This is the fourth in a series of Java crawler blogs, in the last one Java crawler encounters data asynchronous loading, try these two methods! ) In this article, we have a brief talk about how to deal with the problem of asynchronous loading of data from the perspective of built-in browser kernel and reverse parsing. In this article, we will briefly talk about the crawler, the resource website according to user access behavior to shield the crawler program and its corresponding solutions.
Screening crawler program is a protection measure for resource websites. The most commonly used anti-crawler strategy should be based on user's access behavior. For example, every server can only access X times in a certain period of time. If it exceeds this number, it will be considered as the access of the crawler program. Based on the user's access behavior, it will judge whether the crawler program is based not only on the number of visits, but also on the User Agent request head of each request and the interval time between visits. Generally speaking, it is determined by many factors, among which the number of visits is the main one.
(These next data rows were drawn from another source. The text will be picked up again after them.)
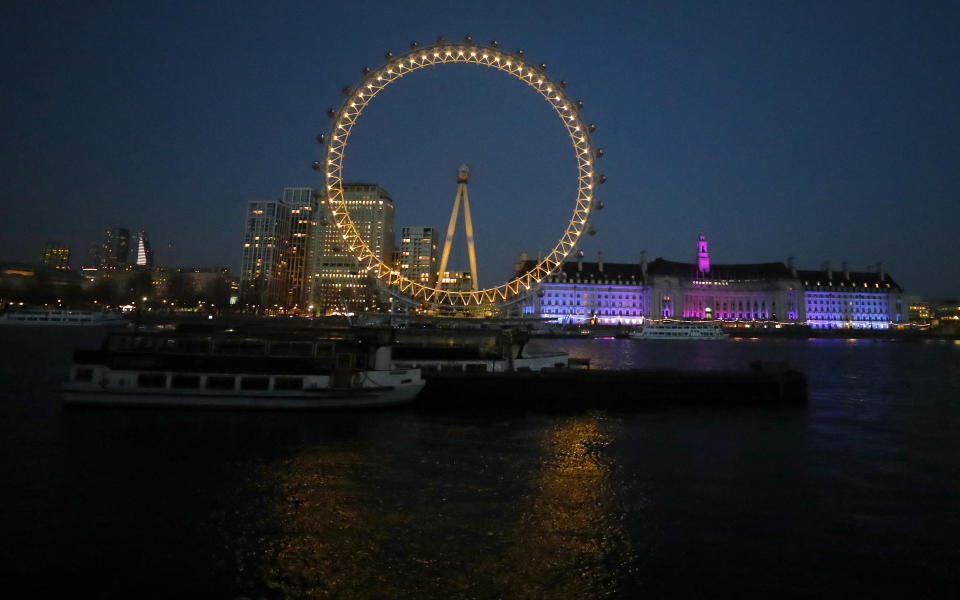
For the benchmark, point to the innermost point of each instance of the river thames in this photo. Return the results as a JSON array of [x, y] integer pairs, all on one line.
[[856, 494]]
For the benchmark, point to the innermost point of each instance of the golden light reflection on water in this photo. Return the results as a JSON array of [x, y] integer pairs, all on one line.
[[572, 540], [465, 513]]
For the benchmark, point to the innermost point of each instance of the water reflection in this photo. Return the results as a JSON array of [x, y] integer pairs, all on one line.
[[534, 511], [570, 540]]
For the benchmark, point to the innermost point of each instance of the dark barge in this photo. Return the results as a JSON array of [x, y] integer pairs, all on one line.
[[764, 385]]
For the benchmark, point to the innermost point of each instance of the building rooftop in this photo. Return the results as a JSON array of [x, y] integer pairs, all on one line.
[[855, 279], [741, 272]]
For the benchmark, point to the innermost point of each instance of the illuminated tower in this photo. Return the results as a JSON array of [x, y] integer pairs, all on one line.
[[144, 253], [463, 175], [703, 258]]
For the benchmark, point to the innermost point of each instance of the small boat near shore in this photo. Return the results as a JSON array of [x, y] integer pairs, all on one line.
[[232, 370], [70, 318], [680, 330]]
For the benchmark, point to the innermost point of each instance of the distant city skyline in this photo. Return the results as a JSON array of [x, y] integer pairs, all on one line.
[[821, 132]]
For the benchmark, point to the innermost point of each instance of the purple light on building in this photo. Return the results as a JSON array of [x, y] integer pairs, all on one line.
[[703, 257]]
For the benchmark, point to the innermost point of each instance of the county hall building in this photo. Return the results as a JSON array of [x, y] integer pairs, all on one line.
[[627, 294]]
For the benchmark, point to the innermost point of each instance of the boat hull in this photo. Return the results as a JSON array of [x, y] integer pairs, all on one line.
[[93, 394]]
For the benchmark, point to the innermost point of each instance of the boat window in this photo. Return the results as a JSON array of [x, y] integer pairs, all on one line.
[[151, 380], [241, 347], [195, 345], [291, 349], [168, 345], [185, 381], [220, 382], [254, 383], [288, 383]]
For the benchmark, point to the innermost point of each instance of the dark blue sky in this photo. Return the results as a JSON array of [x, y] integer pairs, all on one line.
[[812, 130]]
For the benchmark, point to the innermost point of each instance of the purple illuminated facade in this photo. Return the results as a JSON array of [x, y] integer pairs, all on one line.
[[582, 293], [703, 257], [852, 300], [626, 294]]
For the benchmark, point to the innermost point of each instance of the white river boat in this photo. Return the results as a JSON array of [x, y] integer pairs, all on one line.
[[232, 370]]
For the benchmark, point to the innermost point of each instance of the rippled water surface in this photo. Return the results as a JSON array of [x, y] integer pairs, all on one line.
[[856, 494]]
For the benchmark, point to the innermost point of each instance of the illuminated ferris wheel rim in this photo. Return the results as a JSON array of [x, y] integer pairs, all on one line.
[[417, 58]]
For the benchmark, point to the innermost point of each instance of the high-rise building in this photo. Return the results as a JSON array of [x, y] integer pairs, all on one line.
[[144, 253], [418, 254], [263, 268], [339, 284], [300, 252], [115, 248], [55, 256]]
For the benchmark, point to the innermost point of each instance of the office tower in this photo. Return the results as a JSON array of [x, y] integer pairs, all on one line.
[[55, 256], [299, 251], [144, 253], [339, 284], [418, 255], [115, 248], [263, 268]]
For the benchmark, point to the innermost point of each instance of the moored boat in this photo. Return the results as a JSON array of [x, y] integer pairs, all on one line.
[[680, 330], [232, 370], [41, 317]]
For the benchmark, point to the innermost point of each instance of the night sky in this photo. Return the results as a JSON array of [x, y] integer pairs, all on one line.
[[811, 130]]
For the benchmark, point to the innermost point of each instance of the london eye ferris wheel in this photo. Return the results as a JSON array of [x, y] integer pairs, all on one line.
[[440, 53]]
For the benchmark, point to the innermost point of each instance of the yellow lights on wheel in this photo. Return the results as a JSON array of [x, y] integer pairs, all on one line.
[[395, 69]]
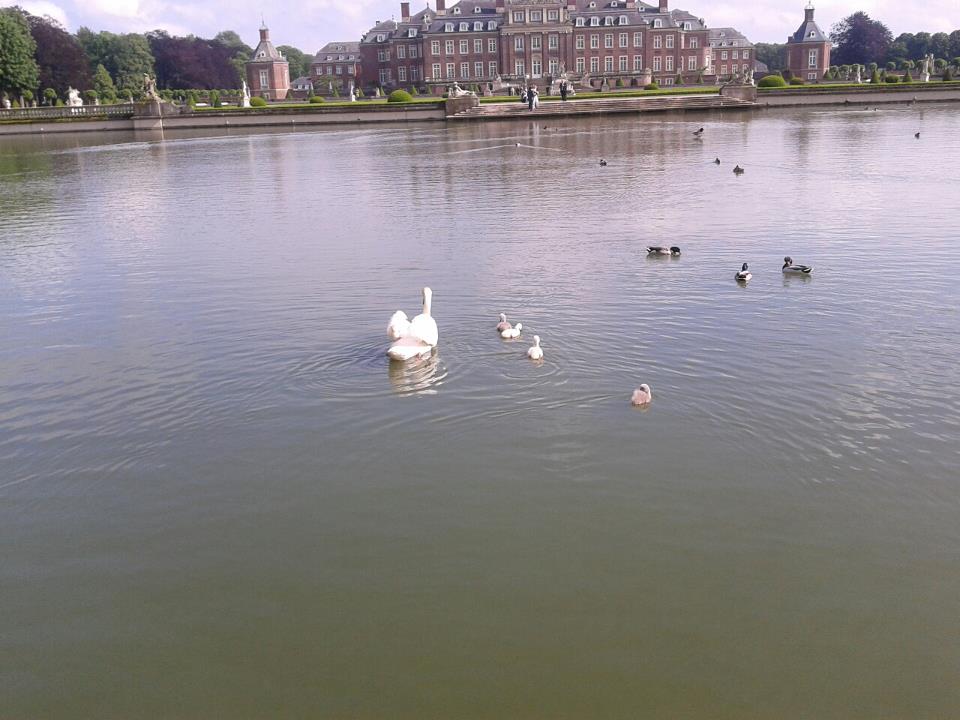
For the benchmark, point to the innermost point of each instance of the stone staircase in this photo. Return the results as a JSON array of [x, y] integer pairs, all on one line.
[[600, 106]]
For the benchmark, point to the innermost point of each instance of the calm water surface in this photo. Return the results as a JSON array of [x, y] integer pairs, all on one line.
[[219, 499]]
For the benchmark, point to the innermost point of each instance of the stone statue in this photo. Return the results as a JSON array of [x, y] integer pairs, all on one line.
[[456, 91], [149, 88]]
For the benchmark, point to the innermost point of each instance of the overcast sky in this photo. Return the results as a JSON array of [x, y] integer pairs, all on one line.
[[309, 24]]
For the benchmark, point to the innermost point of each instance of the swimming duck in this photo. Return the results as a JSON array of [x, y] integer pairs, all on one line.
[[791, 269], [535, 352], [673, 250], [421, 337], [512, 333], [641, 396]]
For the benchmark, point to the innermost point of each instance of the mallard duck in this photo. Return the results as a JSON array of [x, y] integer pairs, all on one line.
[[535, 352], [641, 396], [791, 269], [512, 333], [673, 250]]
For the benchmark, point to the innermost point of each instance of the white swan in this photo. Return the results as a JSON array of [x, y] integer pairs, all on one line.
[[398, 326], [535, 352], [421, 336], [790, 269], [641, 396], [512, 333]]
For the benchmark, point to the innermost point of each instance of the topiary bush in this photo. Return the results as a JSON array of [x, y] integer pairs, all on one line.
[[772, 81], [400, 96]]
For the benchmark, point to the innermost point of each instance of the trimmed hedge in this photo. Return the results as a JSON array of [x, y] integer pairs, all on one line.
[[772, 81]]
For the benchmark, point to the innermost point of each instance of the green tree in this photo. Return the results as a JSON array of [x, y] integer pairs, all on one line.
[[858, 39], [103, 84], [18, 69], [299, 61]]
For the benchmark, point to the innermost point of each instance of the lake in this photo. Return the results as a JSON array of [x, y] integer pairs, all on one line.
[[218, 498]]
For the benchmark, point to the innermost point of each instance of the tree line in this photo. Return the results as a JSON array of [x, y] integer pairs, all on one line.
[[860, 40], [40, 59]]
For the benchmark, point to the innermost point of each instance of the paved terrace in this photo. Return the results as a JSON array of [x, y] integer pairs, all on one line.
[[600, 106]]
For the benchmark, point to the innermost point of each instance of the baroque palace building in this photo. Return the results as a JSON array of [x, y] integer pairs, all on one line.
[[595, 42]]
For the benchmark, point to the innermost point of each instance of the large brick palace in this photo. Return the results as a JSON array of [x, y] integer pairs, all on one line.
[[491, 43]]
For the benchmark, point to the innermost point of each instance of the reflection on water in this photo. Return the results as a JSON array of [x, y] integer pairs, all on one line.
[[219, 498]]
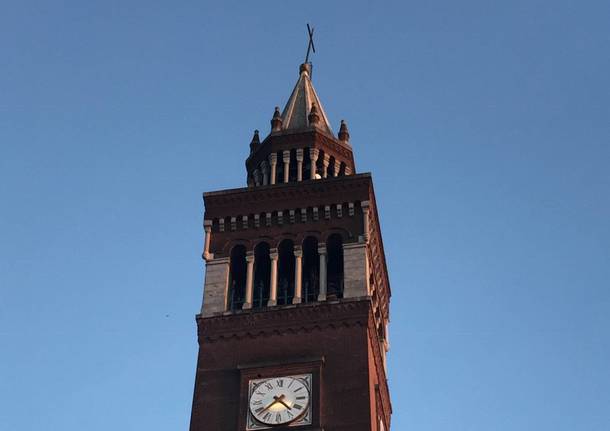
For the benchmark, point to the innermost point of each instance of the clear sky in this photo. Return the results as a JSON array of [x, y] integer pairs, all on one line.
[[486, 126]]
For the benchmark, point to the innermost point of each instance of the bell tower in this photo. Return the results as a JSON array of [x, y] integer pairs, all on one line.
[[293, 328]]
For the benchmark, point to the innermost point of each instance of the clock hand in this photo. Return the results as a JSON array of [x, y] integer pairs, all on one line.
[[270, 405], [281, 401]]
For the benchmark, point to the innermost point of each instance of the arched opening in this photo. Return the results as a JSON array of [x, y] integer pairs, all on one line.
[[334, 248], [320, 165], [293, 166], [306, 165], [285, 273], [311, 270], [262, 275], [331, 167], [279, 172], [237, 278]]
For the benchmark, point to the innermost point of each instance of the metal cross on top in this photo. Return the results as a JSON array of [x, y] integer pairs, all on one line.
[[310, 46]]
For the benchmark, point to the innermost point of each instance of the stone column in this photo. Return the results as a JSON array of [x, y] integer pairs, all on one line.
[[325, 163], [313, 157], [322, 253], [336, 168], [365, 214], [286, 159], [249, 280], [298, 274], [207, 228], [356, 270], [300, 164], [273, 163], [215, 290], [273, 254], [265, 170]]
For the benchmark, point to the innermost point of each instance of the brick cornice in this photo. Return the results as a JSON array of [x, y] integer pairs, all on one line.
[[285, 320], [225, 203]]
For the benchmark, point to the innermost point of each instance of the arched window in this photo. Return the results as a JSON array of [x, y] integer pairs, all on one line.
[[237, 278], [320, 164], [293, 166], [279, 173], [285, 273], [331, 166], [306, 164], [262, 275], [311, 270], [334, 248]]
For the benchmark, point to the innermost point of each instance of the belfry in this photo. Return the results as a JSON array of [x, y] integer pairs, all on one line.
[[293, 328]]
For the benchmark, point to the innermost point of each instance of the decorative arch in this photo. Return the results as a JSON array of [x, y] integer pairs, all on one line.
[[262, 275], [343, 233], [237, 278], [311, 270], [286, 269], [230, 245], [334, 280]]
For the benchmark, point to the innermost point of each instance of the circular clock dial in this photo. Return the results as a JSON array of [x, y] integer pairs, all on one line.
[[279, 400]]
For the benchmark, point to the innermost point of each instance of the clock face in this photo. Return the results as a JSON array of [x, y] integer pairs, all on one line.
[[280, 400]]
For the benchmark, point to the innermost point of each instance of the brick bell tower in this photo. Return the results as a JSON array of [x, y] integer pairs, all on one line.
[[293, 328]]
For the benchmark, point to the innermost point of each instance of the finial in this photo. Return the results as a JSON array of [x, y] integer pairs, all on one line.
[[313, 116], [276, 121], [310, 45], [305, 67], [343, 132], [255, 142]]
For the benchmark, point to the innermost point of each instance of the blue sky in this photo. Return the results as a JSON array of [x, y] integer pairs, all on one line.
[[485, 124]]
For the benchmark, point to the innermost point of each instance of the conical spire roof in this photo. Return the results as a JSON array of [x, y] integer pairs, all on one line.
[[303, 97]]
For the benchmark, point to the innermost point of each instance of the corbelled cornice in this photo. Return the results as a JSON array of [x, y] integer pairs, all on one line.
[[302, 318]]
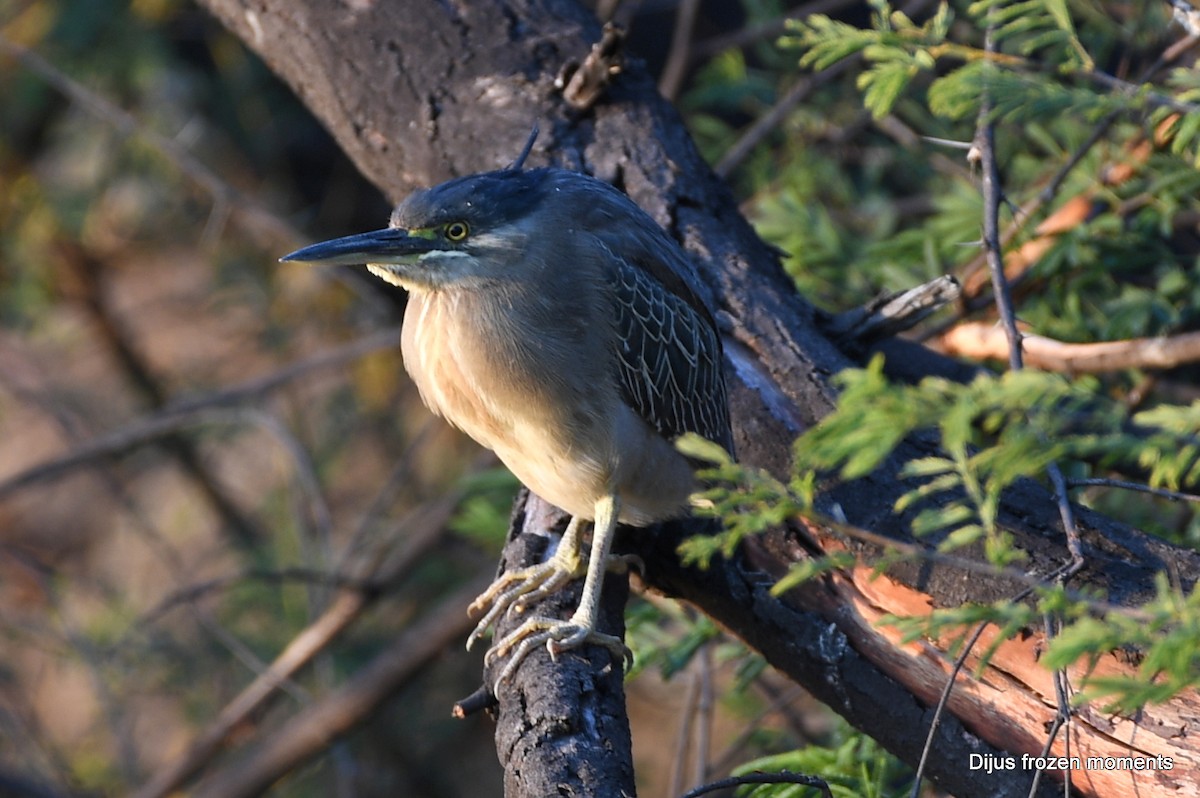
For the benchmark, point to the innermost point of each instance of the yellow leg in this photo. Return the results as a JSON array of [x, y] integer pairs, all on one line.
[[563, 635]]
Anti-crawler is a self-protection measure for every resource website, aiming at protecting resources from being occupied by crawler programs. For example, Douban, which we used before, will shield the crawler program according to the user's access behavior. After each IP accesses a certain number of times per minute, the request returns directly to 403 error in a later period of time, thinking that you have no right to access the page. So let's take Douban Net as an example again today. We simulate this phenomenon with program. Here's a program I wrote to collect Douban Film.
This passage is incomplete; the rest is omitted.